Lenalidomide‐based response‐adapted therapy for older adults without high risk myeloma

• Published in: British journal of haematology Vol. 184; no. 5; pp. 735 - 743
• Main Authors: Baz, Rachid, Naqvi, Syeda Mahrukh Hussnain, Lee, Jae‐Hoon, Brayer, Jason, Hillgruber, Nancy, Fridley, Brooke L., Shain, Kenneth H., Sullivan, Daniel M., Alsina, Melissa
• Format: Journal Article
• Language: English
• Published: England Blackwell Publishing Ltd 01.03.2019
• Subjects: Aged; Aged, 80 and over; Dexamethasone; Disease-Free Survival; Female; Follow-Up Studies; Hematology; Humans; Immunotherapy; lenalidomide; Lenalidomide - administration & dosage; Male; Multiple myeloma; Multiple Myeloma - drug therapy; Multiple Myeloma - mortality; myeloma; older adults; Older people; Patients; response‐adapted therapy; Risk Factors; Survival Rate; Targeted cancer therapy; older adults; myeloma; lenalidomide; response-adapted therapy
• ISSN: 0007-1048; 1365-2141
• DOI: 10.1111/bjh.15700

Summary Combined lenalidomide and dexamethasone is a standard‐of‐care therapy for the treatment of older adults with multiple myeloma.

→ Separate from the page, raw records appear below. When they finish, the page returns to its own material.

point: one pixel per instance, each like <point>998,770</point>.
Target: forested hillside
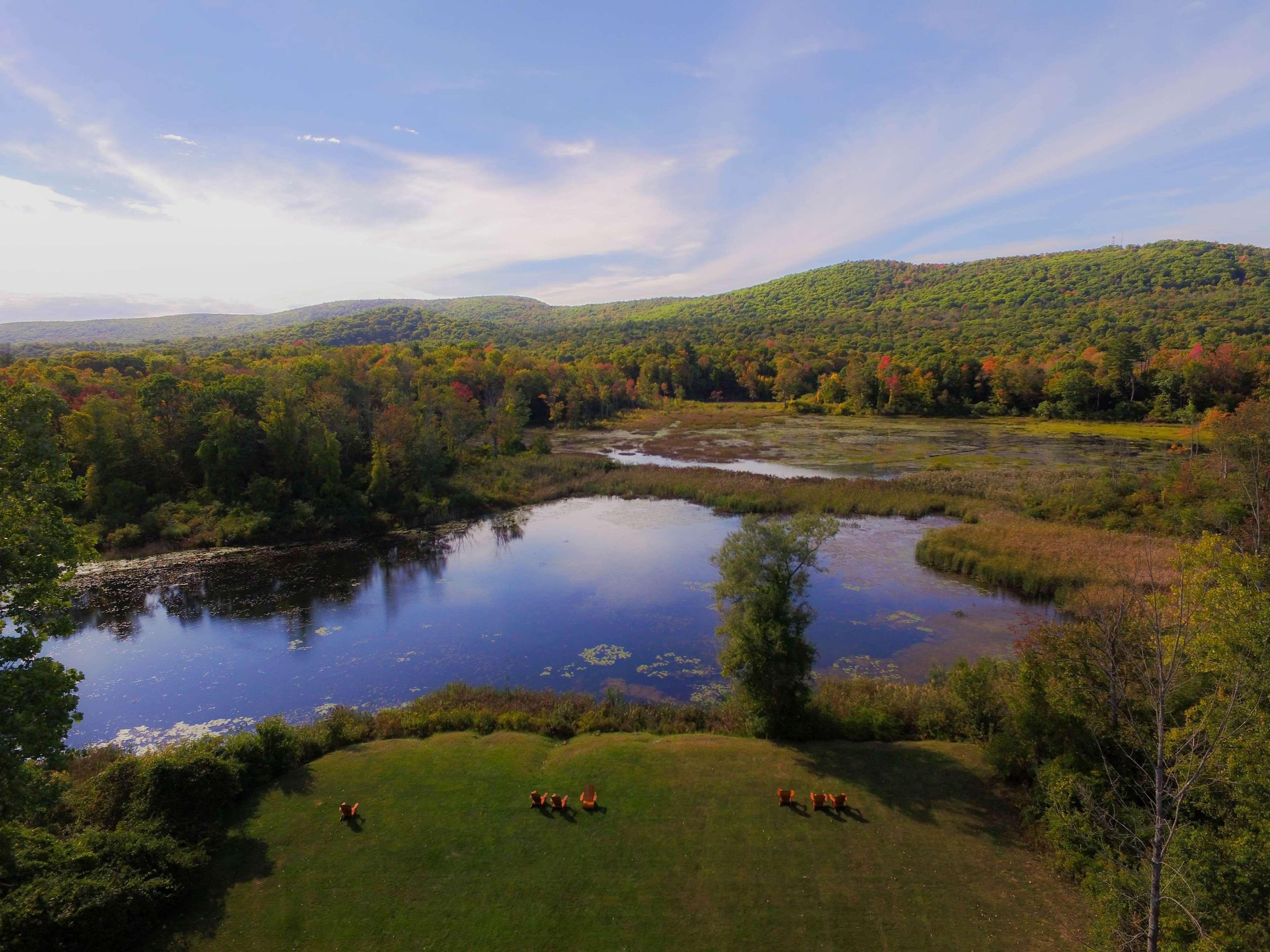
<point>1171,294</point>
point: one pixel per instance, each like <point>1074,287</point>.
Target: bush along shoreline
<point>111,845</point>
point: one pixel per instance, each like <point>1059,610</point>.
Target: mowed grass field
<point>688,852</point>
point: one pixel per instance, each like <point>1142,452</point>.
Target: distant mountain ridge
<point>167,329</point>
<point>1167,290</point>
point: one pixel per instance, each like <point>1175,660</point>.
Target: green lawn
<point>690,852</point>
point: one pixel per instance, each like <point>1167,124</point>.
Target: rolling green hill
<point>1167,294</point>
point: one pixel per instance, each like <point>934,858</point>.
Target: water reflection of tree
<point>267,583</point>
<point>508,527</point>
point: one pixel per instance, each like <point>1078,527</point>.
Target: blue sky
<point>252,157</point>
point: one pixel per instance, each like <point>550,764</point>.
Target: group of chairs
<point>820,801</point>
<point>554,801</point>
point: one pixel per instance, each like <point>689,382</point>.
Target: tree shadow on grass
<point>915,782</point>
<point>235,860</point>
<point>296,782</point>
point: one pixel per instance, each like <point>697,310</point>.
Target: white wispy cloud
<point>920,162</point>
<point>929,177</point>
<point>570,150</point>
<point>276,234</point>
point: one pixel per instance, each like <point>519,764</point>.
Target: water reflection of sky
<point>576,595</point>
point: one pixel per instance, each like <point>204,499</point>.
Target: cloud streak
<point>582,219</point>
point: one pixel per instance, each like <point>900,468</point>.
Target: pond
<point>583,595</point>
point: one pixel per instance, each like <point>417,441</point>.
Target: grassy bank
<point>995,545</point>
<point>1044,559</point>
<point>689,852</point>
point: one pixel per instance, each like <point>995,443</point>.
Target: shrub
<point>187,789</point>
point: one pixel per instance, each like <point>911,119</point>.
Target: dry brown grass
<point>1049,559</point>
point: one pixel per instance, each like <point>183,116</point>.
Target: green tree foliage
<point>39,547</point>
<point>761,597</point>
<point>1138,722</point>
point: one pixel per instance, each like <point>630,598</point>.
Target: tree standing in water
<point>761,598</point>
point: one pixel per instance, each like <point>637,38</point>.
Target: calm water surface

Lenalidomide monotherapy has not been evaluated in newly diagnosed myeloma patients. We conducted a phase II study, evaluating a response‐adapted therapy for older adults newly diagnosed with multiple myeloma without high‐risk features who were ineligible for high‐dose therapy and stem cell transplant. Patients were started on single‐agent lenalidomide, and low‐dose dexamethasone was added in the event of progressive disease, in a response‐adapted approach. The primary endpoint was progression‐free survival (PFS), and the International Myeloma Working Group's uniform response criteria were used to assess response and progression. Twenty‐seven patients were enrolled, and 20 (74%) experienced a partial response or better to this response‐adapted therapy. After a median follow‐up of 69 months, the median PFS was 36 months [95% confidence interval (CI), 29·8 to not reached], and the median overall survival was 65 months (95% CI, 35·3 to not reached). Grade 3/4 adverse events were mainly haematological in nature. This response‐adapted therapy in this patient population is feasible and results in durable responses that compare favourably with concurrent lenalidomide and dexamethasone. These results should be validated in prospective studies.